Take developing countries, including India, where millions are poor and suffer at the expense of the rich. Consider this- in the ongoing pandemic, countless school-going students are being deprived of education, which has become a privilege only for those with means- a smartphone and internet connection. Migrant labourers were brazenly shunned by the political class even as the Prime Minister was tweeting about the benefits of yoga. The fund constituted to ‘fight the pandemic’ saw generous donations from business houses that gradually raised prices of goods and services to pass on the burden. The common man was poor and has been left poorer.

Medical services are inaccessible to the common man; commodities ranging from petrol to milk are adulterated; medicines are exorbitantly priced to cover the perks of doctors and retailers; the agents responsible for fair distribution of foodgrains at subsidized rates are becoming richer by depriving the poor; much more is happening in the lives of the common man- from the very poor to middle class- that is nothing but breaking of the trust that was placed when we shifted from being a society where resources belonged to all to being a nation. The rich are becoming richer while the common man struggles with no social and financial security.

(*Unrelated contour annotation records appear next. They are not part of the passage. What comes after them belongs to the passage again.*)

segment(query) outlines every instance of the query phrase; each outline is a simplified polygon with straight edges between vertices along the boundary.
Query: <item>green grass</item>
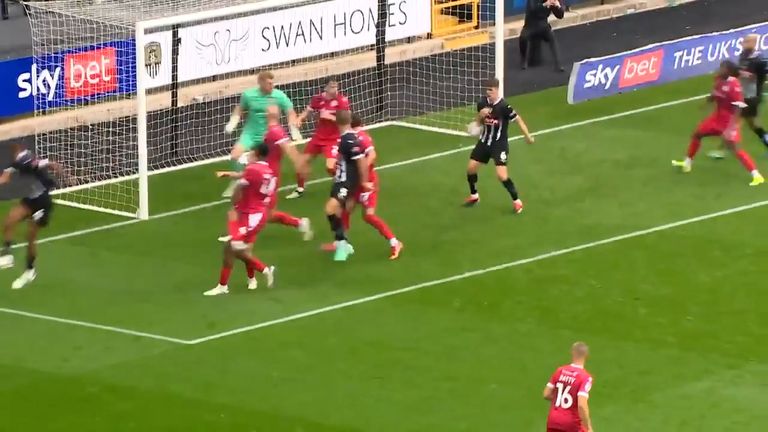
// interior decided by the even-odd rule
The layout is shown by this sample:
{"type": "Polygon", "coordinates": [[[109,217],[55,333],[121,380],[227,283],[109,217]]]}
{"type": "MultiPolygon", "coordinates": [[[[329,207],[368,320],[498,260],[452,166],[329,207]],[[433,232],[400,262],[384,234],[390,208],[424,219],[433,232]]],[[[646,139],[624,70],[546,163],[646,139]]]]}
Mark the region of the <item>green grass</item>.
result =
{"type": "MultiPolygon", "coordinates": [[[[708,85],[578,106],[555,89],[513,105],[542,130],[708,85]]],[[[0,290],[0,307],[191,341],[768,200],[733,158],[702,157],[687,176],[669,167],[701,117],[691,102],[515,141],[521,216],[490,168],[481,205],[458,207],[468,152],[382,170],[380,214],[406,244],[397,262],[358,215],[349,262],[319,252],[328,184],[317,184],[281,201],[315,221],[316,242],[279,226],[259,239],[279,269],[274,290],[246,292],[238,267],[229,296],[201,295],[218,275],[218,205],[41,245],[38,280],[0,290]]],[[[400,127],[373,135],[381,165],[471,144],[400,127]]],[[[745,145],[765,167],[746,133],[745,145]]],[[[218,200],[213,169],[153,176],[152,212],[218,200]]],[[[545,380],[583,339],[596,430],[762,431],[767,219],[756,207],[194,345],[1,313],[0,430],[541,431],[545,380]]],[[[121,220],[58,207],[47,235],[121,220]]]]}

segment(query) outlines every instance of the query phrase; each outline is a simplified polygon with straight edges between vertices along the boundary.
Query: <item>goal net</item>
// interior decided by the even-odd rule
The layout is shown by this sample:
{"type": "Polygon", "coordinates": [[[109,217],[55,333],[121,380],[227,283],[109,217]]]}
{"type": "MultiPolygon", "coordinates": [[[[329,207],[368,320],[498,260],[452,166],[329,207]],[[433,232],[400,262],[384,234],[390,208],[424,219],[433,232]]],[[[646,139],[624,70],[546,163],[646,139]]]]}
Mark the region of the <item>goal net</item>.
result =
{"type": "Polygon", "coordinates": [[[503,29],[483,3],[27,3],[37,79],[56,83],[35,96],[36,150],[66,167],[59,202],[147,218],[151,176],[228,159],[239,131],[224,126],[260,71],[297,112],[333,78],[368,127],[464,134],[482,81],[503,81],[503,29]]]}

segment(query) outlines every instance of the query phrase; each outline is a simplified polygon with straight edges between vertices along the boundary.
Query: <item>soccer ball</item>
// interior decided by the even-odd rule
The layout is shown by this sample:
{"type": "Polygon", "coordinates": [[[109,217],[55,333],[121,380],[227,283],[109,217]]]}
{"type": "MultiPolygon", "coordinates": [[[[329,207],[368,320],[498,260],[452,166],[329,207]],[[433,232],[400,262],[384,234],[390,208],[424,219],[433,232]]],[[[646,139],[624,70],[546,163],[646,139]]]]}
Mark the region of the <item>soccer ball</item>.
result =
{"type": "Polygon", "coordinates": [[[473,121],[467,125],[467,133],[479,137],[483,133],[483,127],[473,121]]]}

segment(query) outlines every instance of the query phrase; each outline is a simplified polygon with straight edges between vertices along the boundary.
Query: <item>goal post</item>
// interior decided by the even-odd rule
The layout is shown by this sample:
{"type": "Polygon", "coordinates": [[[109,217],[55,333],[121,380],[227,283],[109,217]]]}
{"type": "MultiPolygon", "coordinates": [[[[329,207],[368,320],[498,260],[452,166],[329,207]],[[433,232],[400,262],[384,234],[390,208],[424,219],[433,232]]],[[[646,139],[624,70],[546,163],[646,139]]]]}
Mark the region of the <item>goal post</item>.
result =
{"type": "Polygon", "coordinates": [[[63,203],[147,219],[150,176],[228,160],[241,129],[224,125],[263,70],[297,112],[333,78],[367,127],[466,135],[482,81],[504,82],[503,3],[28,3],[38,69],[62,78],[53,102],[35,98],[37,151],[69,168],[63,203]],[[99,69],[90,60],[101,48],[109,67],[99,69]],[[71,88],[73,70],[87,90],[71,88]]]}

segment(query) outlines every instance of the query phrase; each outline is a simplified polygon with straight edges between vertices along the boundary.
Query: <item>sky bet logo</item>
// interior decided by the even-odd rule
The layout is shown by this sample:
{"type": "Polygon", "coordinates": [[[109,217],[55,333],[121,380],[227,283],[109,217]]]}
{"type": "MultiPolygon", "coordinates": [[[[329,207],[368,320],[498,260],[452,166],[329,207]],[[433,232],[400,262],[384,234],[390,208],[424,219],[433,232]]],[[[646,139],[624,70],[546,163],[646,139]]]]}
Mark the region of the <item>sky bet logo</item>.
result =
{"type": "MultiPolygon", "coordinates": [[[[18,76],[19,99],[43,95],[53,100],[59,85],[64,85],[64,98],[88,97],[117,90],[115,49],[99,48],[64,55],[64,67],[42,69],[32,64],[32,70],[18,76]],[[63,83],[62,78],[63,71],[63,83]]],[[[60,97],[60,96],[59,96],[60,97]]]]}
{"type": "Polygon", "coordinates": [[[584,88],[598,87],[608,90],[616,83],[617,77],[619,88],[654,82],[661,76],[663,63],[664,50],[660,49],[627,57],[621,66],[606,67],[601,64],[584,76],[584,88]]]}

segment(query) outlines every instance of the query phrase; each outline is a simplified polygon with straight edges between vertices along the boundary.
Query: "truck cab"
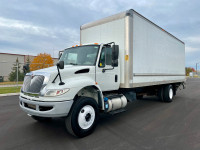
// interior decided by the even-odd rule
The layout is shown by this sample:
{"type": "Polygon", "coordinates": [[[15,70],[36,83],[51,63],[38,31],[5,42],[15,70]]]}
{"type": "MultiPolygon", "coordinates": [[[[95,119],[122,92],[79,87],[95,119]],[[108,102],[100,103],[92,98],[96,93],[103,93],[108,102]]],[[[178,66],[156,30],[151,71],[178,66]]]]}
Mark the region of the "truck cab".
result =
{"type": "MultiPolygon", "coordinates": [[[[45,120],[67,117],[72,113],[75,103],[81,101],[80,99],[86,99],[87,102],[89,98],[94,108],[85,108],[88,109],[86,115],[92,117],[95,111],[104,111],[102,93],[119,89],[118,53],[118,45],[114,43],[95,43],[65,49],[57,66],[26,74],[19,96],[20,107],[32,118],[45,120]]],[[[82,120],[86,118],[82,117],[82,120]]],[[[70,124],[69,122],[71,119],[66,124],[70,124]]],[[[91,124],[94,122],[96,121],[93,120],[91,124]]],[[[84,127],[83,125],[83,129],[84,127]]],[[[73,134],[74,132],[76,131],[73,134]]],[[[83,136],[88,132],[79,134],[80,132],[76,133],[83,136]]]]}

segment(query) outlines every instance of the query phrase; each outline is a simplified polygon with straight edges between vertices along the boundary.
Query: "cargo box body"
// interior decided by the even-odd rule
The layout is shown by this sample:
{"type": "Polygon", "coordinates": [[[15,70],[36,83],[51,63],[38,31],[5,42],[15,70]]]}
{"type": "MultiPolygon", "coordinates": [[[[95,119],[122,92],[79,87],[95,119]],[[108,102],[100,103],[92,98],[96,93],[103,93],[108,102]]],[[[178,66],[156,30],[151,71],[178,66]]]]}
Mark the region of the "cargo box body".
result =
{"type": "Polygon", "coordinates": [[[81,26],[80,42],[119,45],[120,88],[185,81],[185,44],[134,10],[81,26]]]}

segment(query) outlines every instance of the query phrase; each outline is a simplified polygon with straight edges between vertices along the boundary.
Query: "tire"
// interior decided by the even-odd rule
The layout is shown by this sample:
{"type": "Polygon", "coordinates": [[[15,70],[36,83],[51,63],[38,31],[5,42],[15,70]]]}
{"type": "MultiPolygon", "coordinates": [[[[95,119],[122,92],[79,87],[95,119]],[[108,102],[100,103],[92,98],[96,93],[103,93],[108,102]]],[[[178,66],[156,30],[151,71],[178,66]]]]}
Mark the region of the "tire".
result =
{"type": "Polygon", "coordinates": [[[143,99],[143,95],[136,95],[137,100],[143,99]]]}
{"type": "Polygon", "coordinates": [[[47,121],[51,121],[52,119],[50,117],[39,117],[39,116],[31,116],[31,117],[38,122],[47,122],[47,121]]]}
{"type": "Polygon", "coordinates": [[[172,102],[173,96],[174,94],[172,85],[166,85],[163,91],[163,100],[165,102],[172,102]]]}
{"type": "Polygon", "coordinates": [[[164,101],[164,97],[163,97],[163,93],[164,93],[164,88],[163,87],[160,87],[159,89],[158,89],[158,99],[160,100],[160,101],[164,101]]]}
{"type": "Polygon", "coordinates": [[[72,106],[65,125],[69,133],[77,137],[91,134],[99,119],[97,102],[89,97],[78,98],[72,106]]]}

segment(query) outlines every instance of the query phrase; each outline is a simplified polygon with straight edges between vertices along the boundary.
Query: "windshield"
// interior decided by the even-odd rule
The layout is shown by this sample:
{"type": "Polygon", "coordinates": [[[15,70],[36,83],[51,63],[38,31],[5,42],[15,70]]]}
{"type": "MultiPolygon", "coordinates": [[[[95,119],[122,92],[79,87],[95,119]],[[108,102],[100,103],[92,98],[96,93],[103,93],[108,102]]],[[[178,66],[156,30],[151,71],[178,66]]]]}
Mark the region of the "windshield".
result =
{"type": "Polygon", "coordinates": [[[65,65],[93,66],[96,64],[98,50],[98,45],[87,45],[69,48],[64,51],[60,61],[64,61],[65,65]]]}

Amid all these pains, let’s remind you that any call for religious or caste supremacy is a sham. These are things cleverly designed by the elite- including politicians, state employees, capitalists and rich traders- to keep the common man busy even as they plunder the country. India today needs a class struggle- ethical, non-violent and inclusive- more than it needs the so-called other things as advocated by the elite. And this struggle has to deliver social and financial progress of the basic component of nation- the common man- by combining the good, rational concepts of capitalism, socialism and communism.